Suspended star Richardson hails ‘powerful, strong black women’ for ‘dominating’ sprinting after Olympic 100m record falls (VIDEO)

American sprinter Sha'Charri Richardson, who is sitting out the Tokyo 2020 Olympics after a controversial suspension for a positive marijuana test, has drawn mixed reactions after hailing Jamaica's clean sweep in the women's 100m.

Contender Richardson could only watch from afar as arch-rivals Elaine Thompson-Herah and Shelly-Ann Fraser-Pryce met in the final, with the 2016 champion retaining her title by breaking Florence Griffith-Joyner’s 33-year-old Games record to storm to victory in 10.61 seconds.

Thompson-Herah even had time to raise her arm before she crossed the line as she became the second-fastest woman in history, with some commentators and viewers suggesting that she had been given noticeably muted, belated congratulations by her compatriots, including third-placed Shericka Jackson.

Their frustrated American absentee had earlier asked whether she was "missed" at the showpiece, leading to accusations of a lack of respect despite Richardson's admiring reaction to the breathtaking race.

"Congratulations to the ladies of Jamaica for the clean sweep," responded the fourth-fastest American woman in history, whose month-long suspension over her positive test for the banned substance expired at the end of the week. "Powerful, strong black women dominating the sport."

Richardson has been accused by some of taking digs at her rivals in the past, and music stars Beenie Man and Nicki Minaj appeared to take aim at her as they celebrated a unanimously green, black and yellow podium.

"How wi fi miss yuh?" asked the dancehall favorite, adding the hashtag 'Jamaica'.

Chart-topper Minaj retweeted Beenie Man's post, calling the trio's achievement "queen tingz".

"You b*tches can't relate – and that's OK," she jibed, later adding: “Some stinkin gyal cyah relate.”

Richardson has described Trinidadian-born Minaj as "kind of annoying" in the past, as well as threatening to block fans who "post Nicki all day long".

"All the negativity under a tweet uplifting other black women is very odd," laughed one fan, causing another to reply: "Maybe if she had tweeted this earlier instead of her first tweet, the responses would have been different."

A critic told Richardson: "Was wondering if you knew the word congratulations.
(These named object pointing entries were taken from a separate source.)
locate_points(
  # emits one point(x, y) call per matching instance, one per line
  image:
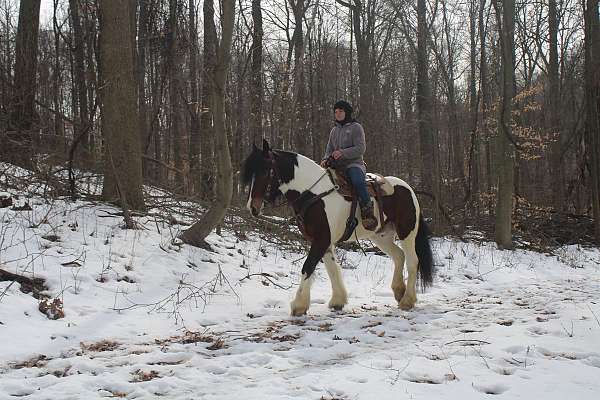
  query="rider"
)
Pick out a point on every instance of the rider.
point(346, 146)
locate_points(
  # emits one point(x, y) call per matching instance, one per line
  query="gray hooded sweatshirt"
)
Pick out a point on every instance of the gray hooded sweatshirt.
point(350, 139)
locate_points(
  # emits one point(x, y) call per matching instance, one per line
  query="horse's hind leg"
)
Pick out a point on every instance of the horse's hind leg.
point(301, 302)
point(339, 296)
point(387, 245)
point(412, 265)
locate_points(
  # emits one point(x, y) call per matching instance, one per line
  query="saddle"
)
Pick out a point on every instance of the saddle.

This was what we were looking for when Shelly [ran] 10.6 [seconds], instead of making it about yourself."

Some were more supportive. "Wonderful tweet from a beautiful young lady," reacted a Richardson backer. "Some of you on [social media] need some serious help.

"Sha’Carri tweeted something positive and here you all come with the bull. If you don’t like her, scroll and move on."
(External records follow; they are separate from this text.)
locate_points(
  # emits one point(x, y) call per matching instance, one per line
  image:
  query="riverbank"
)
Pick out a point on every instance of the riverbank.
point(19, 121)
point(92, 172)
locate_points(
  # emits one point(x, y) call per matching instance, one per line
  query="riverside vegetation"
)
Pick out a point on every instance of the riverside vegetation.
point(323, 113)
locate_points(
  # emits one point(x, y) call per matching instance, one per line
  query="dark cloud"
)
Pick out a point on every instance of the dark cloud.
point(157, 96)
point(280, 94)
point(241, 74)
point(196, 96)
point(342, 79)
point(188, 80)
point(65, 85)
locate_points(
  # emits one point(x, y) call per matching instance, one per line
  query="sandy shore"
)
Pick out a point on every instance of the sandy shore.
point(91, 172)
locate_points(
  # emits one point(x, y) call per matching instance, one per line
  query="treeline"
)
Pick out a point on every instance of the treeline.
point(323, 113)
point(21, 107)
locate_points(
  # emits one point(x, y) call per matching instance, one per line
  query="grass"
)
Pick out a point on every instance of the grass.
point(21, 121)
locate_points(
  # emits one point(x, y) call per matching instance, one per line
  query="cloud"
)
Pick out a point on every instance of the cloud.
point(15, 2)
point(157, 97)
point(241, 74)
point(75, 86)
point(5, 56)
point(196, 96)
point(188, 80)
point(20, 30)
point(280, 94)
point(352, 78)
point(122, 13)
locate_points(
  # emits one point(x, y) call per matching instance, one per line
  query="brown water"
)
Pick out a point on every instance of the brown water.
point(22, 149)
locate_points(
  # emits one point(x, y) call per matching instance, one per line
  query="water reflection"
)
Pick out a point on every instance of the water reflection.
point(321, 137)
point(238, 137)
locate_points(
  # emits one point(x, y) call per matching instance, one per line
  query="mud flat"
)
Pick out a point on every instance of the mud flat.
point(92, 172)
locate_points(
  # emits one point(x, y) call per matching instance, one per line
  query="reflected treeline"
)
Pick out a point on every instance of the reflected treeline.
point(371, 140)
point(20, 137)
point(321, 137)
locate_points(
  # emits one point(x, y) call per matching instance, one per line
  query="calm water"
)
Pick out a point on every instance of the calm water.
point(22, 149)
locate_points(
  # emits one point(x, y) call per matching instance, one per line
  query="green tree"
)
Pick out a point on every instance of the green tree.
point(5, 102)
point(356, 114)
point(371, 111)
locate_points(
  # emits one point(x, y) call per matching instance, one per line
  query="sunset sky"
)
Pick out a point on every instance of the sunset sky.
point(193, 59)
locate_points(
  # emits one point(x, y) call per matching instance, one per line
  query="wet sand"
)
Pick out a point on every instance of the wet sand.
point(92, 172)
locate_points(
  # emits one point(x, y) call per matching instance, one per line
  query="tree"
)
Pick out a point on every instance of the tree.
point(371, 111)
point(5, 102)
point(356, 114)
A Jamaican said: "On their behalf, we thank you and take your comment in the in the spirit it was intended. You earlier showed us your true spirit.

"We genuinely hope that this new position means you have got help either from a publicist, a therapist or a medic. All of Jamaica wishes you well, too."

Thompson-Herah admitted after the race that she reads negative comments and uses them as motivation, and Fraser-Pryce, who is now a mother and veteran of four Olympics, confessed there would be tears when she returns home.

"Every time I step on the track it’s to win, but this time it wasn’t god’s will," she reflected. "I’m still so grateful to be apart of this historic moment.

"Gracing the podium in a one-two-three sweep for Jamaica on two separate occasions is a tremendous blessing."